The Trump EPA has issued a final rule to add a nonylphenol ethoxylates (NPEs) category to the list of toxic chemicals subject to reporting under Section 313 of the Emergency Planning and Community Right-to-Know Act (EPCRA) and Section 6607 of the Pollution Prevention Act (PPA). The rule had been proposed by the Obama-era EPA and has been promulgated without change to the proposal. Reporting of NPE releases as required by Section 313, better known as the Toxics Release Inventory (TRI), will first apply for the reporting year beginning January 1, 2019 (reports due July 1, 2020).
EPCRA Section 313 requires that certain facilities that manufacture, process, or otherwise use listed toxic chemicals in amounts above reporting threshold levels report their environmental releases and other waste management quantities of such chemicals annually. These facilities must also report pollution prevention and recycling data for the listed chemicals, pursuant to Section 6607 of the PPA.
According to the Agency, eight facilities will need to issue TRI reports for the first time because of the new NPE listing.
NPEs are nonionic surfactants used in a wide variety of industrial applications and consumer products. Many of these, such as laundry detergents, are down-the-drain applications; that is, they are received by wastewater treatment plants. Others, such as dust-control agents and deicers, lead to direct release to the environment. As noted in the Agency’s listing proposal, two forms of NPEs have been found in the environment—short-chain and long-chain (chain refers to linked atoms).
EPCRA states that the EPA can list a chemical under Section 313 if the Agency determines that the chemical meets any one of three criteria: the acute human health effects criterion, the chronic human health effects criterion, and the environmental effects criterion. According to the Agency, NPEs satisfy the environmental effects criterion because short-chain NPEs are highly toxic to aquatic organisms, possessing toxicity values well below 1 milligram per liter (mg/L). Long-chain NPEs, while not as toxic as short-chain NPEs, are known to become more toxic as they degrade in the environment to produce products that include short-chain NPEs and nonylphenol, says the EPA. The Agency, therefore, included long-chain NPEs in the TRI listing.

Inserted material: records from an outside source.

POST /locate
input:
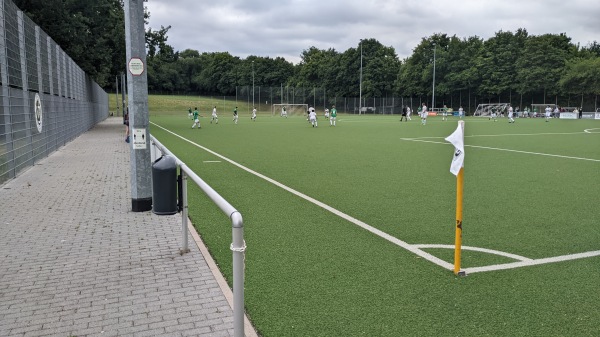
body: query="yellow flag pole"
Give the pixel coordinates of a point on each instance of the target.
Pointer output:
(459, 208)
(458, 236)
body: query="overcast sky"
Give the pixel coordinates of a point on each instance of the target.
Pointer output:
(287, 27)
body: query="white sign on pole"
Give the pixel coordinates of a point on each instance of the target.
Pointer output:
(139, 139)
(136, 66)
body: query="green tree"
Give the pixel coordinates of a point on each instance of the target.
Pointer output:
(543, 61)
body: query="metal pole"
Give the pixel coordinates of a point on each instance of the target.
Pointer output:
(238, 246)
(123, 92)
(360, 82)
(433, 98)
(117, 94)
(141, 170)
(184, 212)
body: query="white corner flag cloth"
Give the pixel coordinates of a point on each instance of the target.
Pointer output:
(457, 139)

The final TRI category for NPEs comprises 13 different chemical substances. (Nonylphenol is even more toxic to aquatic organisms than short-chain NPEs, says the Agency, which, in 2014, added this substance to the TRI list [September 30, 2014, Federal Register (FR)].)
EPA’s proposal prompted only a handful of comments. The only extensive comment was provided by the Alkylphenols & Ethoxylates Research Council (APERC), which raised several objectives to the proposed listing. Mainly, the APERC argued that long-chain NPEs are not highly toxic and, therefore, should not be listed because, under EPCRA, only the listed chemical—and not its degradation products—may be regulated as a TRI substance.
The EPA responded that EPCRA allows the Agency to list any chemical it determines “causes or may reasonably be anticipated to cause’’ the relevant adverse human health or environmental effects.
“EPA believes that this language allows EPA to consider the effects caused by the degradation products of a listed chemical,” the Agency stated.
The APERC also argued that the Agency need not list long-chain NPEs because nonylphenol, the degradant of greatest concern, is already listed. The EPA responded that the listing of nonylphenol is irrelevant to listing NPEs.
“Nonylphenol was not listed because it is a degradation product of NPEs,” said the Agency. “It is also used in the chemical industry, including as the starting material for the production of NPEs.”
Elsewhere, the Agency has stated: “If the degradation product meets the toxicity criteria of EPCRA section 313, the precursor chemical may be considered for listing on EPCRA section 313. The degradation product would not be considered for listing on EPCRA section 313 because a facility subject to EPCRA section 313 is only required to file a TRI report for a chemical that it manufactures, processes, or otherwise uses, within the facility boundaries.”
In other words, the listing of NPEs is irrelevant to the listing of nonylphenol because both would be listed even if NPE did not degrade to nonylphenol.
The final rule was published in the June 12, 2018, FR.